Week 7 - Machine Learning and Teachable Machine
This is the seventh week of Digital Practices.
This Week:
- Description:
- Reflection:
- Work to be done for next week:
We'll be using teachable machine to explore machine learning. It doesn’t require coding for the basic functionality. We also had a pre-workshop task which is to use p5.js.
Using this shows how we can identify different things based on images. What is interesting is the Shiba Inu dog which it thinks is a cat. For this, adding more image samples would help it learn better and identify whether or not it is a cat or dog. Another example is with the fruits, since I only added red apples when I put in a photo of a red pear it thought that the pear was an apple. Increasing this to a sample size of 3 for example helped in this case. For the cat and dog, it is a lot more difficult since there are a lot of different types of cats and dogs. So we would need a bigger sample size to help the machine to learn. p5.js is pretty interesting to use, it uses the teachable machine model and the webcam to identify if someone is staring at the webcam or not. We can also make our own drawing using this and add this to the website.

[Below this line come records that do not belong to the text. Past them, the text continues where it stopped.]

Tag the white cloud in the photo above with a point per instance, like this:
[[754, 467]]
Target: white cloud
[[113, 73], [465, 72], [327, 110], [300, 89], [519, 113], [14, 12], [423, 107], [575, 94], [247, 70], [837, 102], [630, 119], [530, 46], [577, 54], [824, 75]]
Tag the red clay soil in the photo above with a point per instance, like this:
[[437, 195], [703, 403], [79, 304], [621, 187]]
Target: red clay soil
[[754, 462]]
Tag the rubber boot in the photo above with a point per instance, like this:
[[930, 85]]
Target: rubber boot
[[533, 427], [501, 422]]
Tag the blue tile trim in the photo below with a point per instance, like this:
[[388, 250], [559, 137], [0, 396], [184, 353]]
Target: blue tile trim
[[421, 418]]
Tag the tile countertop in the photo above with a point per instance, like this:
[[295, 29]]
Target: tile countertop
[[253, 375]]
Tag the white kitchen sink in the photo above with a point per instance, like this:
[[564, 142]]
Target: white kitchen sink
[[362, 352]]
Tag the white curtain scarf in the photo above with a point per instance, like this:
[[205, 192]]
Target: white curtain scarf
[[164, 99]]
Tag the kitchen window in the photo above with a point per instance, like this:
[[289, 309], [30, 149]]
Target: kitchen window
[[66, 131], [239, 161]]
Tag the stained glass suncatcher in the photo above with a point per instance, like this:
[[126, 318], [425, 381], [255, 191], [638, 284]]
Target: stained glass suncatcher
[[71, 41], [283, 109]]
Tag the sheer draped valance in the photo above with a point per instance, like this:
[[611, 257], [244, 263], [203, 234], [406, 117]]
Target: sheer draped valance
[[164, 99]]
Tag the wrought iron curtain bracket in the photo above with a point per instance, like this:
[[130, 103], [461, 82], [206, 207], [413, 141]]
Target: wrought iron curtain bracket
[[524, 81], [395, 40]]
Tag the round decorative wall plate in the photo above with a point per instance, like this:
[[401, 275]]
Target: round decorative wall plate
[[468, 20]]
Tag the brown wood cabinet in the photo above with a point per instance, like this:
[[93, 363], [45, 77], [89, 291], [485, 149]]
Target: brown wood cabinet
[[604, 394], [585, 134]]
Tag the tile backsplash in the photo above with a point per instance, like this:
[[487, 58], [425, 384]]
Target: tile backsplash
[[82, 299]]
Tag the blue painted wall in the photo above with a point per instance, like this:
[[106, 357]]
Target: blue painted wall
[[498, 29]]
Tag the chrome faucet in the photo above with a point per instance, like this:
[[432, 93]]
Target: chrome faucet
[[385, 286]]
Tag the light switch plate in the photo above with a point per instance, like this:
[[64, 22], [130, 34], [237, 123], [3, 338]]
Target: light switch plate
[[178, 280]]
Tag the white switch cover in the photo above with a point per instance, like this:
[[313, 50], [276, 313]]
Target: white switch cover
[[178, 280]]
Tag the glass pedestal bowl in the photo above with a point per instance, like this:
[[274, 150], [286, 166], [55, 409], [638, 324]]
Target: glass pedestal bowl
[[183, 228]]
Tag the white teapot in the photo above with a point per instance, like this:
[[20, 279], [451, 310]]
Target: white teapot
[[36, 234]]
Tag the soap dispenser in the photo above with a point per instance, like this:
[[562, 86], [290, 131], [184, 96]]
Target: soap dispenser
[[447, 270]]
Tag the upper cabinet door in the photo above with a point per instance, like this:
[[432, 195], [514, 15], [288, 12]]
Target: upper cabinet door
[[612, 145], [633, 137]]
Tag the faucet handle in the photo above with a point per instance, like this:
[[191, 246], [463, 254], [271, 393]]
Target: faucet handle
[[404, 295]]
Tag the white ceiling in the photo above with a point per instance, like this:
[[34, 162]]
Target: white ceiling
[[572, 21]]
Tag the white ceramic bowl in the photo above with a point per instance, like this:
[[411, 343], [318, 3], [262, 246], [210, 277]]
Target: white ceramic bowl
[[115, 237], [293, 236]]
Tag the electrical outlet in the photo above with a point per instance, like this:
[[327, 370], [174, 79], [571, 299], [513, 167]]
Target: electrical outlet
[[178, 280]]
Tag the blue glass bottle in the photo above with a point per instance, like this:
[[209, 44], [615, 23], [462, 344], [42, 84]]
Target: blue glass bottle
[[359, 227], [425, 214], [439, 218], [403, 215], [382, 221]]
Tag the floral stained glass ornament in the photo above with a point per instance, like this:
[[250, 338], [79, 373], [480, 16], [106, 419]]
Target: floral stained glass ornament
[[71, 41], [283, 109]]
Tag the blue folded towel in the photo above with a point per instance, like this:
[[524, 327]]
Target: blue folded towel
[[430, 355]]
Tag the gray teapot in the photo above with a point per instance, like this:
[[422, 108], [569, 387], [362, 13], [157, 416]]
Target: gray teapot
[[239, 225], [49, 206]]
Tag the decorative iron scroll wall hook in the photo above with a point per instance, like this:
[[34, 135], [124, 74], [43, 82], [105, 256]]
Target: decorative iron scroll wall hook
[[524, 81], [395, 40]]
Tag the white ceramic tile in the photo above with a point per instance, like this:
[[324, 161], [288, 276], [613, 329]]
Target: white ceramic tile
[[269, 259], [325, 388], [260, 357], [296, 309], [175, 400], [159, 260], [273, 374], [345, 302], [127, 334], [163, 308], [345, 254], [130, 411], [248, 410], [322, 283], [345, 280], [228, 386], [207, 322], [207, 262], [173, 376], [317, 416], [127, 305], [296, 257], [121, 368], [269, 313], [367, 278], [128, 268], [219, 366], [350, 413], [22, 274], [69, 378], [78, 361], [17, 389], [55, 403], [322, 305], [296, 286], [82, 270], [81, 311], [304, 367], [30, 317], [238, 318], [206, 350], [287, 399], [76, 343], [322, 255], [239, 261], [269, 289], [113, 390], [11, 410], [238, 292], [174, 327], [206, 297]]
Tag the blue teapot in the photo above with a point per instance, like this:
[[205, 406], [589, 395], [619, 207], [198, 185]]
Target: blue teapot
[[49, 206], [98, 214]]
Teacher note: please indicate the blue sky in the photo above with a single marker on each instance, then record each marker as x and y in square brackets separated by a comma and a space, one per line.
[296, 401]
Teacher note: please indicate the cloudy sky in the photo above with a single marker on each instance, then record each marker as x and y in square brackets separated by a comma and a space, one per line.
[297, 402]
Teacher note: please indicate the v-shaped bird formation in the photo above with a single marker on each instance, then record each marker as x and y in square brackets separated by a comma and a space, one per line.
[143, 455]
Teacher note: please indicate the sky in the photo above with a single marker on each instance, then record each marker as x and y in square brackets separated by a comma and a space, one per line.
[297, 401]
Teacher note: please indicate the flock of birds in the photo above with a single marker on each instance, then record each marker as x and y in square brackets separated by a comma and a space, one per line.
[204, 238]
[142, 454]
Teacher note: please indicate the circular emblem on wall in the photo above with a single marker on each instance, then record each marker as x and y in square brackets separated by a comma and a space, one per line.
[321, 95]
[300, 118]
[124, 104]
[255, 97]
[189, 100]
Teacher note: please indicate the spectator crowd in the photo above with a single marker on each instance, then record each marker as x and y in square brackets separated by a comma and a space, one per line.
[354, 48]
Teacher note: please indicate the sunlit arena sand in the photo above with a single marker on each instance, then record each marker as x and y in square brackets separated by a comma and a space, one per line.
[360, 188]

I could try looking at other areas of Teachable Machine, such as sound.
Overall Thoughts and Images:
I thought this was interesting, the more sample sizes there is the better the prediction is. So next time I could add in images of a Shiba Inu and the algorithm will recognise that it's a dog rather than a cat.
This is an image of the pre workshop task.
This is an image of the apple, orange and pear training model.
This is an image of the cat and dog training model.